We need to realize that the United States benefits when the world benefits. We are in a better position when the countries of the world are able to function with stability and peace. We are in a better position when markets and economies across the world are healthy and thriving, rather than subservient to us. We are in a better position when our allies and our enemies look to us as the bearer of positive growth rather than destabilization.
This means bringing our ideals back into the realm of foreign policy, rather than binding ourselves to short-term strategic goals. Access to oil should not outweigh the long-term potential of Middle-Eastern allies and regional stability. In fact, we as a community need to recognize that the stability is a far more favorable outcome than any oil reserves out there, or any other resources for that matter. Peace needs to become a higher priority than military strength; sustainable international development needs to become a greater priority than our own isolated economic growth.
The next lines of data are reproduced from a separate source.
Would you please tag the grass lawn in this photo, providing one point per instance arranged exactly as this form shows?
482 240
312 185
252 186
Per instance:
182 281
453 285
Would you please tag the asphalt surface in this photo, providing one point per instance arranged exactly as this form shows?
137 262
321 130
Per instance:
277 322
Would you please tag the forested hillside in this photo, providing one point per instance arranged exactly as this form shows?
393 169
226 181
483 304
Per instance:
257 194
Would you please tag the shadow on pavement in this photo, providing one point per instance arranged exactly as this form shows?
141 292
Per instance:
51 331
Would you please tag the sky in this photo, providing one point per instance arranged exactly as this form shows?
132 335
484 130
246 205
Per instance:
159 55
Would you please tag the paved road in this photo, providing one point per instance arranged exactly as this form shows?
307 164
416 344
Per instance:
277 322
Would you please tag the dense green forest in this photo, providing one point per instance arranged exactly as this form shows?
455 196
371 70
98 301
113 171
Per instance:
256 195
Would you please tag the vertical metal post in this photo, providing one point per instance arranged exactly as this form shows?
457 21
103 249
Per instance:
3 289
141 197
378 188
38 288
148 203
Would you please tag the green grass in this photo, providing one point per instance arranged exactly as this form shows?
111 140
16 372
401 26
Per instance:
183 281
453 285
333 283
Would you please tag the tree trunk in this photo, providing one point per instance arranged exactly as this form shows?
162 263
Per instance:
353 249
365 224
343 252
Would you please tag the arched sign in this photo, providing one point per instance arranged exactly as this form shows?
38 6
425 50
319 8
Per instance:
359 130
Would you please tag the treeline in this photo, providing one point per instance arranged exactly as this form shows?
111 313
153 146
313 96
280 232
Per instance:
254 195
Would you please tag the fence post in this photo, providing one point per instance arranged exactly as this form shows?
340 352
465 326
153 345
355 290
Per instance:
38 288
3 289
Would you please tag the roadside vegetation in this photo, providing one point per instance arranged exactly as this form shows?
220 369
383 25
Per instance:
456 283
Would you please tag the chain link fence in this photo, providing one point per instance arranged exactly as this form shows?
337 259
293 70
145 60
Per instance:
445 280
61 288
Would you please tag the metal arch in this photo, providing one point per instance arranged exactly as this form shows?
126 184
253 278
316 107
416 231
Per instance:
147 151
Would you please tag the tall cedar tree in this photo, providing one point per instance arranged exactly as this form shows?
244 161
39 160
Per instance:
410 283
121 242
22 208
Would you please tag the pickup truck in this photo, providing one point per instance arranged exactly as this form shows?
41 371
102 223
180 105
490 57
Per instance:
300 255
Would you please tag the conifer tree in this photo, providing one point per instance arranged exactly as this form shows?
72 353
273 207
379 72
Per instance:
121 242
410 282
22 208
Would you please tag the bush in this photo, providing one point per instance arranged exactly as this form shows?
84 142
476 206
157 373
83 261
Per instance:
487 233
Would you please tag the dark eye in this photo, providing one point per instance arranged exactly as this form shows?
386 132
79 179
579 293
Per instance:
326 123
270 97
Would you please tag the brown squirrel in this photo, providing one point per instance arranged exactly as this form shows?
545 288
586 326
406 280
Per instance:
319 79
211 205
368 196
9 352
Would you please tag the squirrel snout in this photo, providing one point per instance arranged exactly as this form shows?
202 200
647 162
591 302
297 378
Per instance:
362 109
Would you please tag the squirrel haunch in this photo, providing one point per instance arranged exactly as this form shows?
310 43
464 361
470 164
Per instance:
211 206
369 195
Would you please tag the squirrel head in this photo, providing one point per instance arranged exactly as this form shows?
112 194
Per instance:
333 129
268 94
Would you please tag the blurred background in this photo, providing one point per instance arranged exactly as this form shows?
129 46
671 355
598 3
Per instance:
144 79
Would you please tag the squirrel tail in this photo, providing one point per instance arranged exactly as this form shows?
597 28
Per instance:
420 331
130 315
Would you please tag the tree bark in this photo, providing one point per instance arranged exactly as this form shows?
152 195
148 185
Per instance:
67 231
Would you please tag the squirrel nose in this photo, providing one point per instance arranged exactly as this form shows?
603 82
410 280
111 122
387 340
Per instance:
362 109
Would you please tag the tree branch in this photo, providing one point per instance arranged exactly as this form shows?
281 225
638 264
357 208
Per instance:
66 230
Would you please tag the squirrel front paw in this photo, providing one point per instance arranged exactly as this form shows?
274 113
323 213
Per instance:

Obviously this is by no means an absolute. The U.S. Government exists to serve its constituents, and thus, our needs and interests should be represented at the highest level. However, that means that it falls upon the government to convince the public that these foreign policy goals are worthwhile pursuits. Organizations like USAID and the State Department do an excellent job with this, but it falls upon the legislative branch and the President to make these goals a clear priority in the public’s mindset. Our idea of “citizenship” must grow to encompass, at least to some degree, the importance of the “global citizenry” as well. How can we consider the U.S. government as a global leader without further considering the international community, especially endangered populations, as part of our constituency?
To me, an example of a balance between the two was the Marshall Plan. People can argue the justness of the intentions all they want, but at the end of the day, this Plan rebuilt a broken Europe while simultaneously protecting a key U.S. interest. Furthermore, the government was able to sufficiently arouse public interest behind this initiative. This is the sort of balance we need to strike in the future: orienting strategy to longer-term and more idealistic policy goals rather than constantly chasing a dangling carrot in front of our faces.
As a student with hopes of working in international policy, I’ve found myself wondering what the landscape will look like by the time I’m in the professional world. What will our leadership be in 20 years? How will the rest of the world look at us? Surely we’ll have enemies, but I hope our friendships are brighter and more plentiful. By then, we may truly be “The Indispensable Nation”.